Export["combined_transfer_" <> ToString[UnixTime[]] <> ".pdf",
    ListLogLinearPlot[ Table[{mmTimesGPU, mmTimesHost}], Ticks -> {myTicks, Automatic},
    Joined -> True,
    AxesLabel -> {"Matrix elements ", "Transfer speed (GB/s)"},
    PlotLabel -> "Data transfer",
    PlotLegends -> {"Send to GPU", "Gather from GPU"}]]

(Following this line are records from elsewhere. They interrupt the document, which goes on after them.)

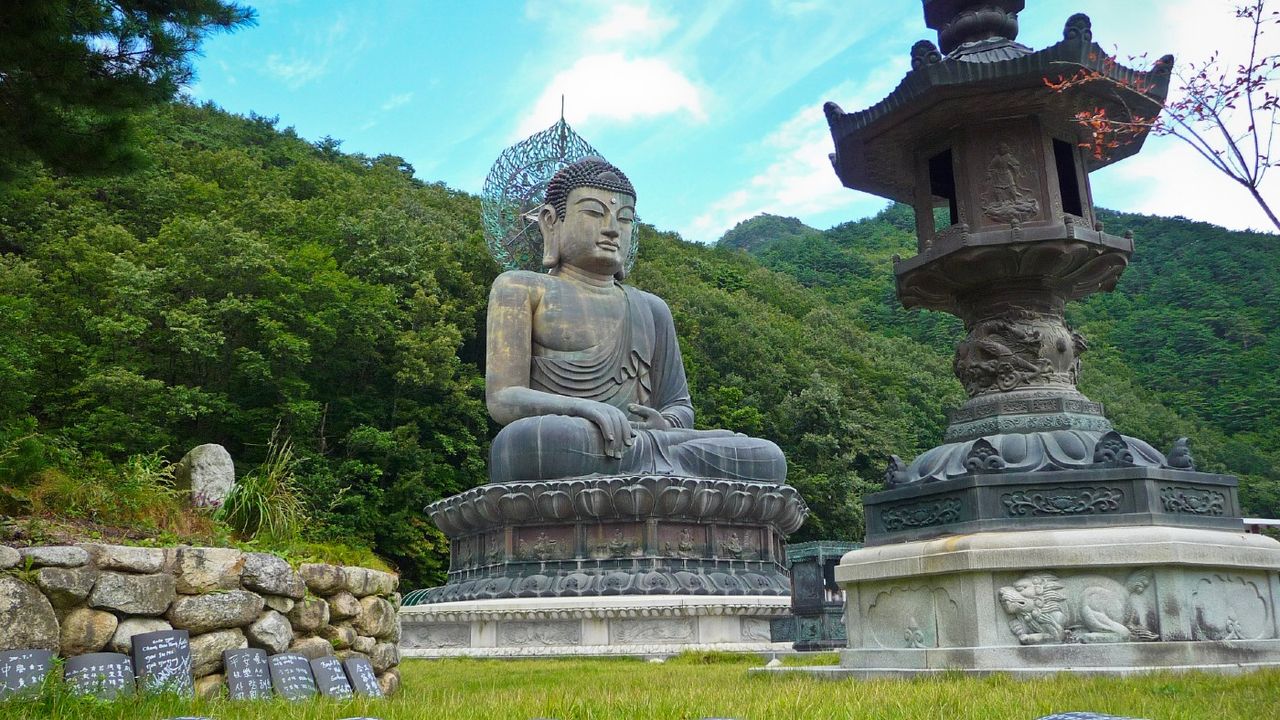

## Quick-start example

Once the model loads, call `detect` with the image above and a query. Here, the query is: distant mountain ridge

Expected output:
[717,205,1280,509]
[716,213,822,252]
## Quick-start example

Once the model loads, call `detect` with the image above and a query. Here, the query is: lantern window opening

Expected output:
[929,147,960,232]
[1053,137,1084,218]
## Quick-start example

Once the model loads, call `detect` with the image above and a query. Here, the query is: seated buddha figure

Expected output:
[485,158,786,483]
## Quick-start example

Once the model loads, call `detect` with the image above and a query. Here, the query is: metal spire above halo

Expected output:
[480,103,637,272]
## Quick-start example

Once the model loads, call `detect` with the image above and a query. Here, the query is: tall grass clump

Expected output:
[218,428,307,541]
[20,452,184,532]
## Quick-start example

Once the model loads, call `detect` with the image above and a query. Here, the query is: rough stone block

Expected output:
[0,575,60,652]
[244,610,293,655]
[88,573,177,616]
[351,635,378,655]
[177,547,246,594]
[369,643,399,673]
[111,618,173,655]
[18,544,88,568]
[289,637,333,660]
[168,591,265,634]
[378,669,399,697]
[320,625,356,650]
[356,596,396,639]
[298,562,347,594]
[342,566,399,597]
[289,597,329,633]
[196,673,227,700]
[369,570,399,594]
[191,628,248,679]
[241,552,307,600]
[77,543,165,574]
[334,648,369,662]
[262,594,297,612]
[325,591,362,621]
[59,607,119,657]
[36,568,97,609]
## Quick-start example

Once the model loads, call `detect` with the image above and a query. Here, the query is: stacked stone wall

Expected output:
[0,543,401,694]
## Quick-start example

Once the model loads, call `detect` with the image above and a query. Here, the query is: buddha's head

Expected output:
[538,158,636,279]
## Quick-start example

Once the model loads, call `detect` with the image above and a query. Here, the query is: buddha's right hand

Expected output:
[573,400,635,460]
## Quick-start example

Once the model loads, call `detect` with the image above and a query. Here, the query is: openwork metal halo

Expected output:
[480,118,637,272]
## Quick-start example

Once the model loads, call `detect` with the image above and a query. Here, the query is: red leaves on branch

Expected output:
[1044,0,1280,231]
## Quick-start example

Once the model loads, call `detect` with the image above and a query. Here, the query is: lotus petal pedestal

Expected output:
[401,475,808,657]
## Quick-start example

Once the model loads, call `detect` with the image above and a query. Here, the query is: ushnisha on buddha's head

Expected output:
[538,158,636,281]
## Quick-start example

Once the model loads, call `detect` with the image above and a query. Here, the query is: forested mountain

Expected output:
[0,104,1280,587]
[718,205,1280,516]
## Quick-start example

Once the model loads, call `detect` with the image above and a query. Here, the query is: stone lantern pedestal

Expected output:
[773,0,1280,676]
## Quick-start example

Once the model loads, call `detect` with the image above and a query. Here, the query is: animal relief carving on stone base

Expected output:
[996,569,1160,644]
[1192,575,1275,641]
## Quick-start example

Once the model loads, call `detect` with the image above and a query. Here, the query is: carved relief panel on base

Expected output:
[996,569,1160,644]
[863,584,964,648]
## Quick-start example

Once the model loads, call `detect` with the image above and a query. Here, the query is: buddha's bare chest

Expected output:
[532,286,627,354]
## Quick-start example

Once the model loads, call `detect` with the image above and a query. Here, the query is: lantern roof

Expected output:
[823,9,1174,202]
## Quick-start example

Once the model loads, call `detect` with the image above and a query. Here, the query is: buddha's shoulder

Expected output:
[622,284,671,318]
[490,270,549,293]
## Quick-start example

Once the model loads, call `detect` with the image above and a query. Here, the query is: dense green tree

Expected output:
[0,0,253,179]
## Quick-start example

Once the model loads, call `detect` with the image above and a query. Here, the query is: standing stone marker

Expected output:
[0,650,54,700]
[342,657,383,697]
[133,630,196,697]
[311,655,355,700]
[223,648,271,700]
[64,652,134,700]
[174,443,236,510]
[268,652,320,700]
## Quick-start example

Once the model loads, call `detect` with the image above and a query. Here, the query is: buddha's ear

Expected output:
[538,202,561,269]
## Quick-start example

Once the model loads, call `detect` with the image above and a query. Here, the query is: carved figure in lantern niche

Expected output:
[982,142,1039,223]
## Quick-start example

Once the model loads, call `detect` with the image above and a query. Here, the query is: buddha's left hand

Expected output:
[627,402,671,430]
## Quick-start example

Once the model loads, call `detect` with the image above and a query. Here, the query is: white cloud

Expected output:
[381,92,413,113]
[266,17,351,90]
[681,61,906,242]
[512,0,707,138]
[515,53,707,137]
[266,53,329,90]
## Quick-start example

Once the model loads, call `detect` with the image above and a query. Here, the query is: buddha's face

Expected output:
[543,187,636,277]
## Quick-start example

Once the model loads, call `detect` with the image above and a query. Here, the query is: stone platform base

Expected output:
[783,525,1280,676]
[399,596,791,657]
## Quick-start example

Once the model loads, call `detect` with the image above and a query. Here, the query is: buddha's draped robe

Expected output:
[489,286,786,483]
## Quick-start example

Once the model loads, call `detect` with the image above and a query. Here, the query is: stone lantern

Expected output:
[808,0,1280,674]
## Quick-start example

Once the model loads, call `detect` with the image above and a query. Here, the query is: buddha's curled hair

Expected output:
[547,156,636,215]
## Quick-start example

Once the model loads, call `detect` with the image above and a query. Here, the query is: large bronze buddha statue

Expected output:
[485,158,786,483]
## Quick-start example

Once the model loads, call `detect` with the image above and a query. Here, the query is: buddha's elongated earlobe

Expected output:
[538,204,559,269]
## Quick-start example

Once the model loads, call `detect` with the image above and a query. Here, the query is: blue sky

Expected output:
[188,0,1280,242]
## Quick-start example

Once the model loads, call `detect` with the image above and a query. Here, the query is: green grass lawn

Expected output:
[0,656,1280,720]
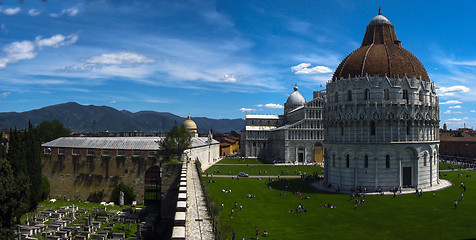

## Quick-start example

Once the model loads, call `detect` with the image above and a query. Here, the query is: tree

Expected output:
[36,120,71,142]
[0,158,22,239]
[159,124,192,159]
[110,182,136,205]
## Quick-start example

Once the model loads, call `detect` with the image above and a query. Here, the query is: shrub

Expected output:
[110,182,136,205]
[41,175,50,200]
[88,190,106,203]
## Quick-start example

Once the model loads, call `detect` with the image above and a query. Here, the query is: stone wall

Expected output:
[42,153,159,204]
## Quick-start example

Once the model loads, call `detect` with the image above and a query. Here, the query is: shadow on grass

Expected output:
[268,179,338,194]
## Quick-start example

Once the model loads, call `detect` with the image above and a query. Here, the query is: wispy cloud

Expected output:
[0,92,12,98]
[50,7,79,18]
[28,8,41,17]
[291,63,332,74]
[437,86,470,96]
[0,7,21,16]
[240,108,256,112]
[35,34,78,48]
[440,100,462,105]
[264,103,284,109]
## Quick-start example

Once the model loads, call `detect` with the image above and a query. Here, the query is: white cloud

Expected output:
[264,103,284,108]
[240,108,256,112]
[219,74,236,82]
[0,92,12,98]
[35,34,78,48]
[50,7,79,18]
[0,41,36,68]
[85,52,154,66]
[0,34,78,68]
[291,63,332,74]
[440,100,462,105]
[2,7,21,16]
[28,8,41,17]
[437,86,469,96]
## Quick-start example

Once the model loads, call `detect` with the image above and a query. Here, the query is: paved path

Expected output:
[185,162,215,240]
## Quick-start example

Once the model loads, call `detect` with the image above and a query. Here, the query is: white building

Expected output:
[240,86,325,162]
[323,11,439,191]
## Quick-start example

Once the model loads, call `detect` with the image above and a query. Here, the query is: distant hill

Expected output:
[0,102,245,133]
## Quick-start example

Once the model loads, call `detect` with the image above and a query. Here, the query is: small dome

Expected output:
[369,14,392,26]
[286,85,306,106]
[183,115,197,131]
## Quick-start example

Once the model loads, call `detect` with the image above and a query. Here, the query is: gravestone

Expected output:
[119,191,124,206]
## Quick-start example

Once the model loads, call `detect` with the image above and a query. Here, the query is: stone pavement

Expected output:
[185,161,215,240]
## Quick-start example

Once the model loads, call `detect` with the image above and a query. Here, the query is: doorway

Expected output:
[402,167,412,187]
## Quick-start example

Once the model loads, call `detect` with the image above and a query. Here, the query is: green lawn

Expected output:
[204,171,476,239]
[217,158,266,164]
[205,164,323,176]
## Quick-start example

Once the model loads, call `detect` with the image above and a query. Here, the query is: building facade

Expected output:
[241,86,325,163]
[323,11,439,191]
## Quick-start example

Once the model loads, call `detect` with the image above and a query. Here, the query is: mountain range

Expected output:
[0,102,245,133]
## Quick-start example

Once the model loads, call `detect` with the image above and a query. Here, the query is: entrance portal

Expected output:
[402,167,412,186]
[144,166,160,204]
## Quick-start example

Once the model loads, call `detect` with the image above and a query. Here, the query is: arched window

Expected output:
[364,89,370,100]
[402,90,408,101]
[370,121,375,136]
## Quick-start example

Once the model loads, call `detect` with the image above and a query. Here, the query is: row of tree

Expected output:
[0,121,71,239]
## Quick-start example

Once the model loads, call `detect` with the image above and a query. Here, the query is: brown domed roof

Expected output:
[332,12,430,82]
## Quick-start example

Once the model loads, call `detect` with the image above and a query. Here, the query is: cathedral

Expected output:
[323,9,440,191]
[241,86,325,163]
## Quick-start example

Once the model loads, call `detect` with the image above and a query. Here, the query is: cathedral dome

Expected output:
[183,115,197,131]
[332,11,430,82]
[286,85,306,106]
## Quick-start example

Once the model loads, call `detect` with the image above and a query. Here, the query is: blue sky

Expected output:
[0,0,476,129]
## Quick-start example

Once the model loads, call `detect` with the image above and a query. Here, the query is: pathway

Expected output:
[185,161,214,240]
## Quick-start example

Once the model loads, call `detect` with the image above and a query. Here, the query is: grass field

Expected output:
[217,158,266,164]
[204,167,476,239]
[205,164,323,176]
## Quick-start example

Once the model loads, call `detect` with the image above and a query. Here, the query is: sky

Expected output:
[0,0,476,129]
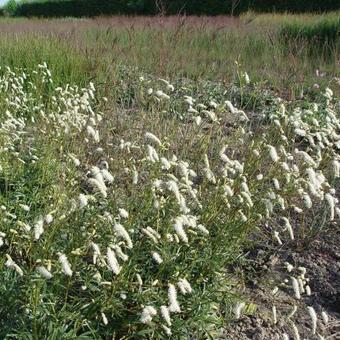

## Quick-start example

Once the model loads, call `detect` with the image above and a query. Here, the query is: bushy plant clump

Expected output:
[0,64,340,339]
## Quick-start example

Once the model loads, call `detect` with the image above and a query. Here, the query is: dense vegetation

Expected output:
[2,0,340,17]
[0,13,340,340]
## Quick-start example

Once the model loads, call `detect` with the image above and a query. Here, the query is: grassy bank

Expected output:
[0,13,339,98]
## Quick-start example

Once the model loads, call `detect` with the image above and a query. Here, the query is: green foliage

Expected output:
[3,0,19,15]
[279,16,340,47]
[10,0,340,17]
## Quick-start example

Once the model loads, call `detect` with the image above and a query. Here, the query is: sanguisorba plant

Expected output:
[0,64,340,339]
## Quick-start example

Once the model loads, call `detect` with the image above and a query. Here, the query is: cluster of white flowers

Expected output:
[0,64,340,336]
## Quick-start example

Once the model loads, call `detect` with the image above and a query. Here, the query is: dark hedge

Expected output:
[12,0,340,17]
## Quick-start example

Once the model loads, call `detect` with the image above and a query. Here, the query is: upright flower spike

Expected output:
[59,254,73,277]
[168,283,181,313]
[106,247,121,275]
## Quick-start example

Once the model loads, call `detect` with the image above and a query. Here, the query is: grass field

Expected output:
[0,13,340,339]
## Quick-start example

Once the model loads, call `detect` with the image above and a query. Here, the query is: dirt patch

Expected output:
[225,225,340,340]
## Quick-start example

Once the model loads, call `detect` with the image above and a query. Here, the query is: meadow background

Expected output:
[0,0,340,339]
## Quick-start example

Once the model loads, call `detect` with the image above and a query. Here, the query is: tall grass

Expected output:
[0,14,339,98]
[279,16,340,57]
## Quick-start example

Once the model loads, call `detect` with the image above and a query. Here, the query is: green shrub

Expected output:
[10,0,340,17]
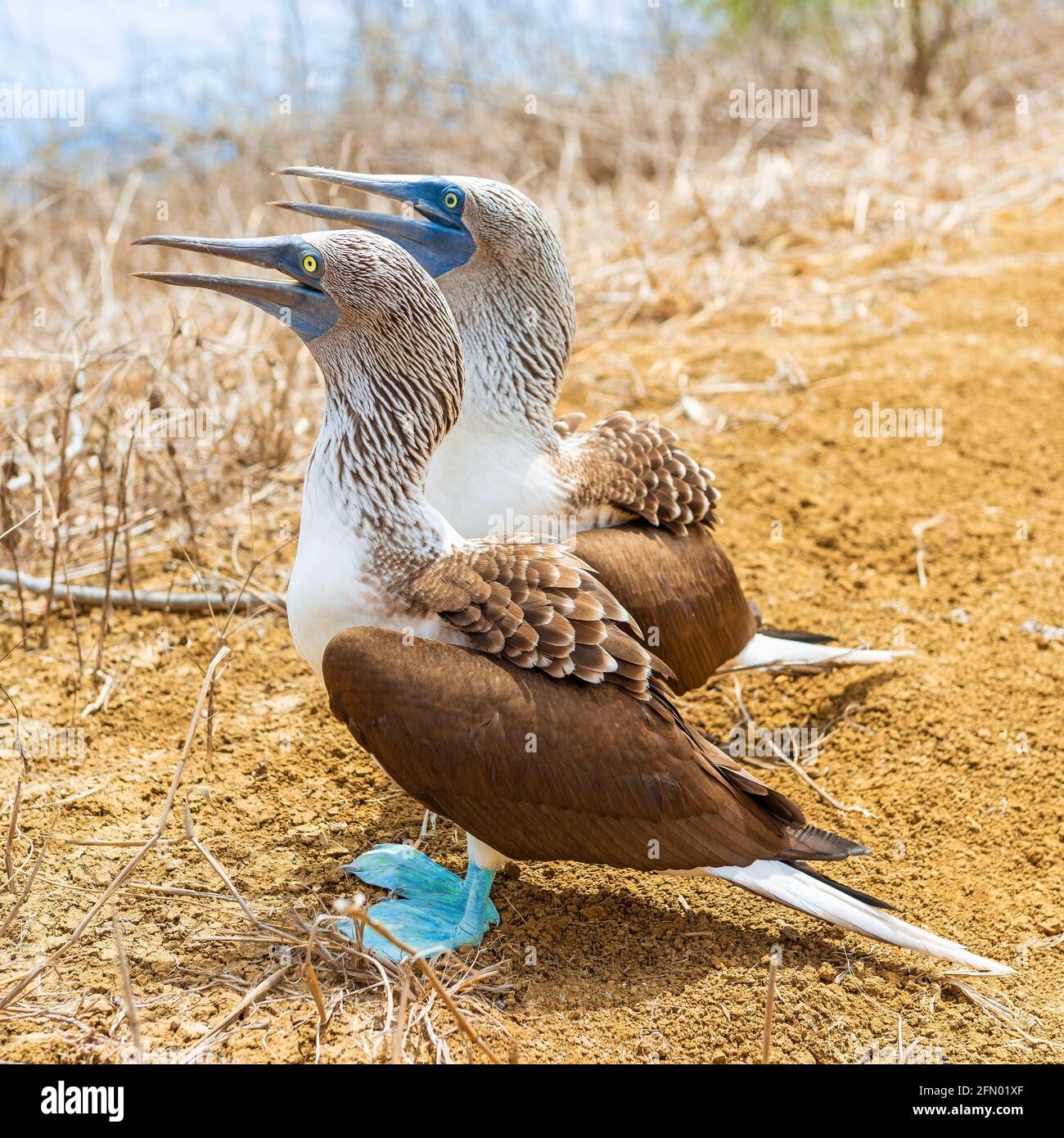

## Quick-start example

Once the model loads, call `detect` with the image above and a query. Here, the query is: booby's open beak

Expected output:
[133,234,340,344]
[268,166,477,277]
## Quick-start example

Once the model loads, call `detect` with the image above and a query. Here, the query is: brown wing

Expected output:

The job script is pretty ordinary. In this example, we use only one GPU and start Mathematica with four threads. To do this, we request one process with four cpus for multithreading:

#!/bin/bash
#SBATCH --account=<Your JGU-Account>
#SBATCH --job-name=gpu_transfer
#SBATCH --output=%x_%j.out
#SBATCH --error=%x_%j.err
#SBATCH --partition=m2_gpu
#SBATCH --gres=gpu:1
#SBATCH --time=0-00:10:00
#SBATCH --mem=11550
#SBATCH --ntasks=1
#SBATCH --cpus-per-task=4

module purge
module load system/CUDA/
module load math/Mathematica

math -script gpu_transfer_perf.wls

The job is submitted with the following command

sbatch math_gpu_transfer_job.slurm

The job will be finished after a few minutes, you can view the output as follows:

cat gpu_transfer*.out

The output should be similar to the following lines:

Using a NVIDIA GeForce GTX 1080 Ti
Calculating 128x1
To GPU time: 0.238286s, bandwith: 4.297356957605566*^-6
From GPU time: 0.000191s, bandwith: 0.005361256544502618
Calculating 512x1
To GPU time: 0.000226s, bandwith: 0.018123893805309738
From GPU time: 0.000114s, bandwith: 0.035929824561403506
Calculating 2048x1
To GPU time: 0.000186s, bandwith: 0.08808602150537637
From GPU time: 0.000115s, bandwith: 0.14246956521739132
Calculating 8192x1
To GPU time: 0.000313s, bandwith: 0.20938019169329072
From GPU time: 0.000196s, bandwith: 0.33436734693877557
Calculating 32768x1
To GPU time: 0.000299s, bandwith: 0.8767357859531772
From GPU time: 0.000179s, bandwith: 1.4644916201117322
Calculating 131072x1
To GPU time: 0.000337s, bandwith: 3.1115014836795254
From GPU time: 0.00022s, bandwith: 4.7662545454545455
Calculating 524288x1
To GPU time: 0.000477s, bandwith: 8.793090146750526
From GPU time: 0.000369s, bandwith: 11.366677506775067
Calculating 2097152x1
To GPU time: 0.004637s, bandwith: 3.6181186111710164
From GPU time: 0.003934s, bandwith: 4.264671072699543
Calculating 8388608x1
To GPU time: 0.015336s, bandwith: 4.37590401669275
From GPU time: 0.014839s, bandwith: 4.522465395242267
Calculating 33554432x1
To GPU time: 0.05792s, bandwith: 4.634590055248619
From GPU time: 0.058762s, bandwith: 4.568181069398591
Calculating 134217728x1
To GPU time: 0.233188s, bandwith: 4.604618693929361
From GPU time: 0.232933s, bandwith: 4.6096595329987595

The script also generates a plot, which we would like to show here:

GPU Transfer

Memory Intensive Operations

You might be familiar with this example if you stumbled upon our MATLAB article or read it on purpose. At this point we would like to restate what we originally took from the MATLAB Help Center:

For operations where the number of floating-point computations performed per element read from or written to memory is high, the memory speed is much less important. In this case the number and speed of the floating-point units is the limiting factor. These operations are said to have high "computational density".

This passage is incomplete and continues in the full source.